KADIN YAZARIN DENEYİMİYLE TEK GECELİK AŞKLAR!..
Tek gecelik aşklar / DİLEK ÖNDER
“Elvis Presley beni arayıp Monroe’yu istedi. Onu alıp Beverly Wilshire’a götürdüm.”
“Birbirlerini gördükleri anda tek kelime etmeden öpüşmeye başladılar.” Presley’in eski menajeri, iki efsane ünlü arasında geçen tek gecelik ilişkiyi bu cümlelerle açıkladı.
Elvis Presley ve Marilyn Monroe...
“Birbirlerini gördükleri anda tek kelime etmeden öpüşmeye başladılar.” Ne yani? Etkileyici değil mi? Sanki bir filmden alıntı...
Eski mi, yeni bir film mi kurgulayamıyorum. Tek gecelik bir aşkı anlattığı için bugünlerde geçebilir...
Ama bu kadar etkileyici olduğuna ve tutkuyla pornografiyi bir arada ucuzlatmadan verebildiğine göre sanki eskilerden bir tad... Eski ya da yeni fark etmiyor; o sahne gözümün önünde canlanıyor.
“Kim seyretse etkilenir herhalde...” diye düşünüyorum.
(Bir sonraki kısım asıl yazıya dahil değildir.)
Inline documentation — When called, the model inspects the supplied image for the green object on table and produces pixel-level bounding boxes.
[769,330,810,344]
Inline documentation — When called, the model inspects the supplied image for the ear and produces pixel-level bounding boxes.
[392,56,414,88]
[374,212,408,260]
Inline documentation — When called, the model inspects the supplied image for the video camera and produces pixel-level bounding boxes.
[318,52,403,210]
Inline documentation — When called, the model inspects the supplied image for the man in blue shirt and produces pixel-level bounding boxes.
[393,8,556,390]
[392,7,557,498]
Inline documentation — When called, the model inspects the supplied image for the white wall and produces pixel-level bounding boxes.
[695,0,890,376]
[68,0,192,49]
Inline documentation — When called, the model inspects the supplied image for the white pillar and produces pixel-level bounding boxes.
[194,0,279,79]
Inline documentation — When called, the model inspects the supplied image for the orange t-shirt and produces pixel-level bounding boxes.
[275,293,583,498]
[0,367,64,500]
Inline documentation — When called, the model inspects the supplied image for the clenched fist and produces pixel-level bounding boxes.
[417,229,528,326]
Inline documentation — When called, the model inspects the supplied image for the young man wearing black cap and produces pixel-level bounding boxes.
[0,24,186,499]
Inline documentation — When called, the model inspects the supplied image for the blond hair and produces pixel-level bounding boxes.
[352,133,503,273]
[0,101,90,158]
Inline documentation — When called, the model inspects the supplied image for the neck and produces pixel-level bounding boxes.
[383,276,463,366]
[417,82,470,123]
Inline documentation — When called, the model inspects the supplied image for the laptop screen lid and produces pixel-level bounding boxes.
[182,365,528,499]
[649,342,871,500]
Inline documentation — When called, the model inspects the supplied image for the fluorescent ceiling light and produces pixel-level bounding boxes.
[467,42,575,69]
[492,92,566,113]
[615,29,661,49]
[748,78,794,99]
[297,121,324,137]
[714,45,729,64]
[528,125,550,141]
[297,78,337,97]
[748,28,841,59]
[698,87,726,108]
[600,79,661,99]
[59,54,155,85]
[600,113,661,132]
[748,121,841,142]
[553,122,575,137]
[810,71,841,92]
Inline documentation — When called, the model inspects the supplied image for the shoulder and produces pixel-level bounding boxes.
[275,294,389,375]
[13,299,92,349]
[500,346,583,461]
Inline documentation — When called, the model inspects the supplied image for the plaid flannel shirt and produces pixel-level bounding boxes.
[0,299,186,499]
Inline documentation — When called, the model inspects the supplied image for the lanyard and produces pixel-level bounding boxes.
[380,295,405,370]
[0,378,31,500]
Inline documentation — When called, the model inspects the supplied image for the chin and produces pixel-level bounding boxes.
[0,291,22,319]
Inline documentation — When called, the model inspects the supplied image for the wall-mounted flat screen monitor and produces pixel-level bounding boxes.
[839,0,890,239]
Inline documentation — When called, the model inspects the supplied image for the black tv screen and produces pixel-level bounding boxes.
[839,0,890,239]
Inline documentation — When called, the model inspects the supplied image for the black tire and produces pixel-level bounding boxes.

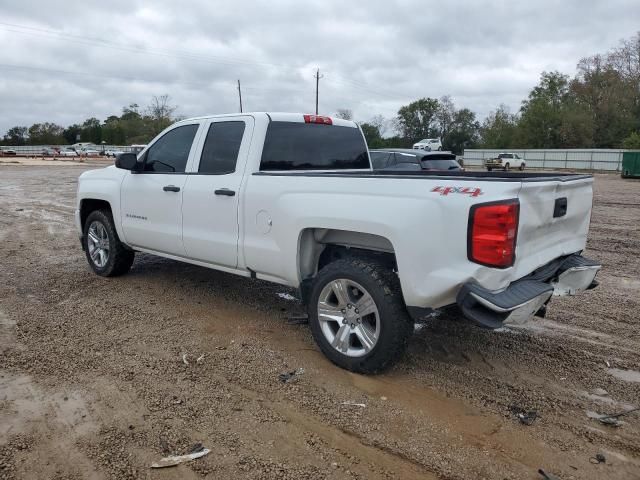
[307,258,413,373]
[82,210,135,277]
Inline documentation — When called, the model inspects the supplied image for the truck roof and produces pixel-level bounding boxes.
[180,112,358,128]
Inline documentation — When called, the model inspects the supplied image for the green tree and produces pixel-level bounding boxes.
[2,127,29,147]
[360,122,384,148]
[145,95,177,137]
[622,132,640,150]
[480,105,517,148]
[397,98,439,142]
[442,108,480,155]
[517,72,569,148]
[80,117,102,145]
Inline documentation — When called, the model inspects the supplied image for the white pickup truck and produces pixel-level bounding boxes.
[75,113,600,373]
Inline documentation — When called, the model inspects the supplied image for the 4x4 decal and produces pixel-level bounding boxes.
[431,185,483,197]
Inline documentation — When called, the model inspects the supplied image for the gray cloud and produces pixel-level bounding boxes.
[0,0,638,134]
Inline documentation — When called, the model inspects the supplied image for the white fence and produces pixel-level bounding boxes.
[0,145,134,157]
[464,149,625,172]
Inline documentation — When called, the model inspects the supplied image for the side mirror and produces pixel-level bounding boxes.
[116,153,138,170]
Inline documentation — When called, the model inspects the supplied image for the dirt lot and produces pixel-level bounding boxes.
[0,165,640,480]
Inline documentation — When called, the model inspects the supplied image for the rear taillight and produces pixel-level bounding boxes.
[304,115,333,125]
[467,200,520,268]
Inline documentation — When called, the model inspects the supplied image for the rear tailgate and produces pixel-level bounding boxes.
[515,176,593,274]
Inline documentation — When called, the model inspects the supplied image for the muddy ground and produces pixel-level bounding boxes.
[0,165,640,480]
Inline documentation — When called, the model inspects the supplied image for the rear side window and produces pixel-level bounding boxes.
[369,152,391,170]
[198,122,244,175]
[260,122,370,171]
[144,124,199,173]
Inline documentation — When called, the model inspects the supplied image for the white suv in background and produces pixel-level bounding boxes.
[413,138,442,152]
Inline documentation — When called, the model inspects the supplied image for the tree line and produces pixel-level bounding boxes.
[356,32,640,153]
[1,95,179,146]
[2,32,640,153]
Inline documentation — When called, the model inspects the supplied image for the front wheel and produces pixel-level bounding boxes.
[308,259,413,373]
[83,210,135,277]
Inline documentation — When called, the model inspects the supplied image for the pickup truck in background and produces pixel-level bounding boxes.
[369,148,464,172]
[484,153,526,172]
[413,138,442,152]
[75,113,600,373]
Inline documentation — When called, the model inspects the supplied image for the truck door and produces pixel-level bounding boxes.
[182,116,254,268]
[120,122,200,256]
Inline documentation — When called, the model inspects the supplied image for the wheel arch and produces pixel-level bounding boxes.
[80,198,113,229]
[297,228,397,300]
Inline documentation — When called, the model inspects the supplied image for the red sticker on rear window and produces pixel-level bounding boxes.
[431,185,483,197]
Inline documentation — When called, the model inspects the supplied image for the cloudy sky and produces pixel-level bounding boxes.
[0,0,640,135]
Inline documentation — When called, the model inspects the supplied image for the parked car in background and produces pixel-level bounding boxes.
[129,144,147,153]
[104,148,124,158]
[484,153,526,172]
[80,148,100,157]
[58,148,78,157]
[42,147,60,157]
[369,148,464,171]
[413,138,442,152]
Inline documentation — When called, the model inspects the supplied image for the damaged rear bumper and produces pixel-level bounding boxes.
[456,253,601,328]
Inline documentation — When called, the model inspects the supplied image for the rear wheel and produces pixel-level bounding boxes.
[308,259,413,373]
[83,210,135,277]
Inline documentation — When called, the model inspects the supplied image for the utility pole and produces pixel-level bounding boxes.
[314,68,324,115]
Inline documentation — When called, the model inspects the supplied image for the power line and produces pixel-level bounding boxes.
[314,68,324,115]
[0,22,398,100]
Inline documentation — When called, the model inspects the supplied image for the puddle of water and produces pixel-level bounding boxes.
[607,368,640,383]
[0,373,94,439]
[0,310,16,351]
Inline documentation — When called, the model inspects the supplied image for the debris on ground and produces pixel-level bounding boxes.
[589,407,640,427]
[509,405,538,426]
[276,292,296,301]
[538,469,561,480]
[287,313,309,325]
[151,443,210,468]
[278,368,304,383]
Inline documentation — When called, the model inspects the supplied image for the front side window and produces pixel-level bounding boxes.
[144,124,198,173]
[260,121,370,171]
[198,121,244,175]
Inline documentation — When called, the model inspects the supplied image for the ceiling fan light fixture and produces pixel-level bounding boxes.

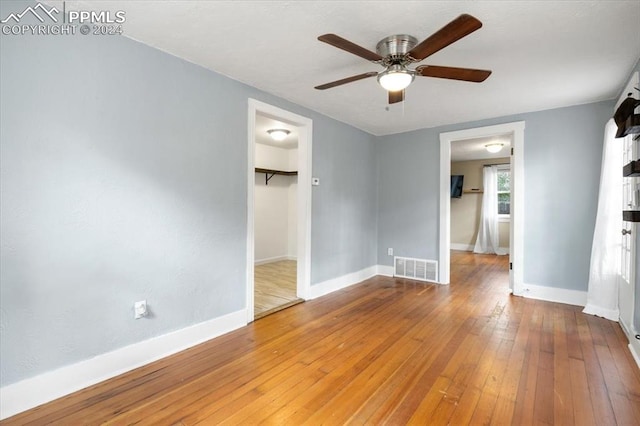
[378,65,415,92]
[267,129,291,142]
[484,143,504,154]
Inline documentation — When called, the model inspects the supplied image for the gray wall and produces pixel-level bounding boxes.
[0,2,377,386]
[377,101,614,291]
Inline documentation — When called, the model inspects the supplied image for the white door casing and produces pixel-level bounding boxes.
[439,121,525,296]
[246,98,313,323]
[614,72,640,367]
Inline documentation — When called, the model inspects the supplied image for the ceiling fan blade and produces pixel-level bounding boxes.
[318,34,383,62]
[389,90,404,104]
[407,13,482,61]
[416,65,491,83]
[315,71,378,90]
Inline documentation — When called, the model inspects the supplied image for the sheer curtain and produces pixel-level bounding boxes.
[473,166,507,254]
[582,119,622,321]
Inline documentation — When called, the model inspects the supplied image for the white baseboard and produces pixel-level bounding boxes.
[376,265,395,277]
[0,309,247,420]
[582,301,620,322]
[522,284,587,306]
[618,318,640,368]
[307,265,378,300]
[254,256,298,265]
[449,243,473,251]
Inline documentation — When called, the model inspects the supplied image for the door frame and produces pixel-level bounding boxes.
[246,98,313,323]
[439,121,525,296]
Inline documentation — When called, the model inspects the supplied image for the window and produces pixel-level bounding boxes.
[498,165,511,220]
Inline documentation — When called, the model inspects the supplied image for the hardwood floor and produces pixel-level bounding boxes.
[253,260,303,319]
[2,252,640,425]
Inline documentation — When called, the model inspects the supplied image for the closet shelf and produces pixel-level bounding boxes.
[622,160,640,177]
[256,167,298,185]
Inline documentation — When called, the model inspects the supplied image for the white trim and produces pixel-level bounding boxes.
[582,303,620,321]
[439,121,525,296]
[450,243,474,251]
[246,98,313,322]
[308,265,380,299]
[0,309,247,419]
[618,318,640,368]
[522,284,587,306]
[628,337,640,368]
[253,256,297,265]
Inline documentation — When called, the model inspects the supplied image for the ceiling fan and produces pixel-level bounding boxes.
[315,14,491,104]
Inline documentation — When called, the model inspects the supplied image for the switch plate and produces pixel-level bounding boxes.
[133,300,147,319]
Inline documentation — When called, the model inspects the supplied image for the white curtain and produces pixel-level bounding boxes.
[582,119,622,321]
[473,166,507,254]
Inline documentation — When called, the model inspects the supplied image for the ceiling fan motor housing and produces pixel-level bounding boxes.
[376,34,418,65]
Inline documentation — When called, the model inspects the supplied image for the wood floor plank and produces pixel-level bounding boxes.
[0,251,640,426]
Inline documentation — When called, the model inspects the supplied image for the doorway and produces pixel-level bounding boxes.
[450,134,512,277]
[439,121,525,295]
[246,99,313,322]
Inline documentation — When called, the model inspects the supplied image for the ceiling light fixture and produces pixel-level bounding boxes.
[484,143,504,154]
[267,129,291,141]
[378,65,415,92]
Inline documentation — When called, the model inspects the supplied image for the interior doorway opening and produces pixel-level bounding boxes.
[439,121,524,295]
[246,99,313,322]
[254,111,303,319]
[450,133,512,287]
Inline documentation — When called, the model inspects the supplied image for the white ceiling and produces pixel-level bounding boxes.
[48,0,640,135]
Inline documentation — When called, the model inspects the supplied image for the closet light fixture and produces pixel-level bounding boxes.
[484,143,504,154]
[267,129,291,141]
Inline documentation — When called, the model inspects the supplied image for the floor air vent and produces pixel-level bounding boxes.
[393,257,438,282]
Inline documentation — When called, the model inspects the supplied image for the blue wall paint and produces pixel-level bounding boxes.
[377,101,613,290]
[0,1,640,386]
[0,2,377,386]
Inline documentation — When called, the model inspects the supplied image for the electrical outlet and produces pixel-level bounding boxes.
[133,300,148,319]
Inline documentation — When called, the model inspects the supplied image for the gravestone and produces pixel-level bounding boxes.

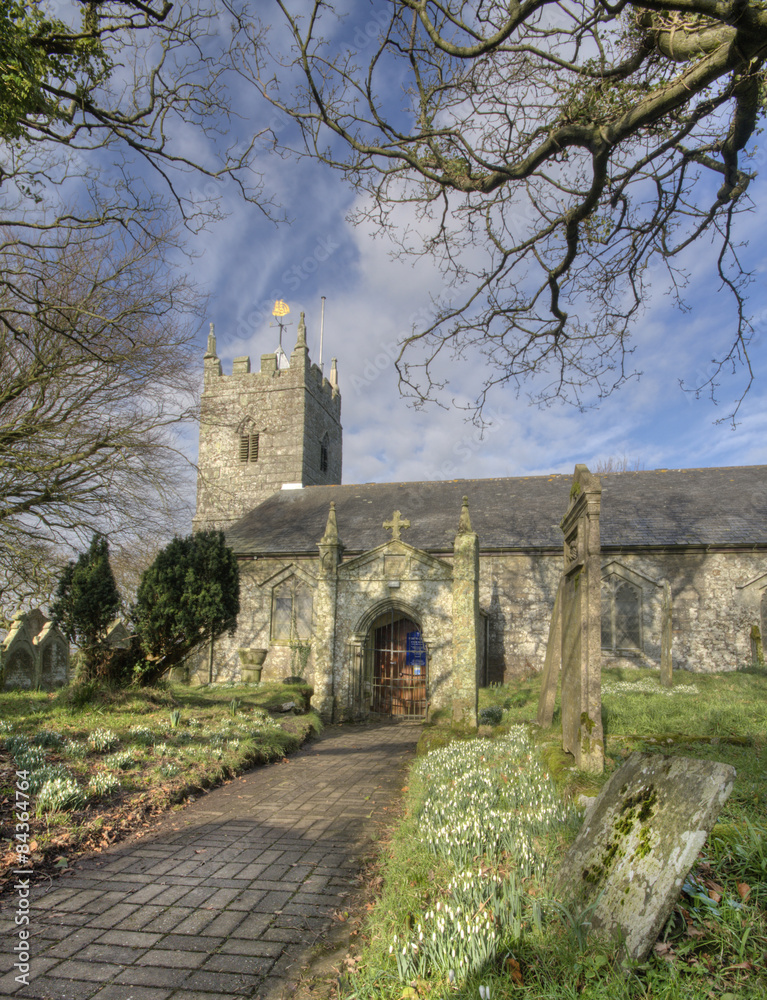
[538,577,563,729]
[759,587,767,652]
[0,610,69,691]
[751,625,764,667]
[556,753,735,962]
[561,465,604,772]
[660,580,674,687]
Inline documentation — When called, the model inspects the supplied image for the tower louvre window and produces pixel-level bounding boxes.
[240,434,258,462]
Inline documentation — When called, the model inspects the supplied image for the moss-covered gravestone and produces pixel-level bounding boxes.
[560,465,604,772]
[557,753,735,962]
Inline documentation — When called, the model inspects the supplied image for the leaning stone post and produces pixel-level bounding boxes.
[453,497,479,726]
[561,465,604,772]
[312,501,343,722]
[751,625,764,667]
[538,577,564,729]
[660,580,674,687]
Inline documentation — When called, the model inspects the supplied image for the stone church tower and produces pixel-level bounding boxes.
[193,313,342,531]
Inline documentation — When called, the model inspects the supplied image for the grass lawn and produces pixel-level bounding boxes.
[342,670,767,1000]
[0,684,321,891]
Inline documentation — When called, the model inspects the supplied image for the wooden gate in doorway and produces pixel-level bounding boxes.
[367,609,428,718]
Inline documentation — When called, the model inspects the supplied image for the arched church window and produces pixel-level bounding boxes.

İkisi de ünlü olduğu için mi?
Hayır.
İkisi de güzel olduğu için mi? Belki de...
İkisi de tutkulu olduğundan mı? Olabilir...
Yoksa tek gecenin büyüsü mü? Galiba... Şimdi söyleyin bakalım; onların bu tek gecelik aşklarında bir banallik var mı? Bence yok.
Yani Elvis maganda, Marilyn fahişe gibi mi?
Bence değil. Peki hiç konuşmadan öpüşmeye başlamaları bayağı mı?
Bence hayır.
Şimdi başka bir soru daha; bu kaçamak onlara yakışmıyor mu?
Ve hatta başka türlüsü sıradan
kaçmaz mıydı?
“One night stand”, “occasion”, “casual” veya tek gecelik aşk... Ne derseniz deyin... Kimbilir kaçınız böyle bir ilişki yaşadınız.
Kimbilir kaçınız yaşamak istediniz.
Şimdi de doğruyu söyleyin bana; kaçınız ucunu kaçırdınız.
Tek geceyle bırakmadınız.
Bırakamadınız...
Efsanenizi yıktınız...
Sırrınızı açıkladınız...
Sıradanlaştınız...
Oysa... Oysa...
Önemli Not: Şimdi sizden bir ricam olacak. Lütfen, “Herhalde çok tek gecelik ilişki yaşadın” diye ilkel psikolojik tespitler yapmayın.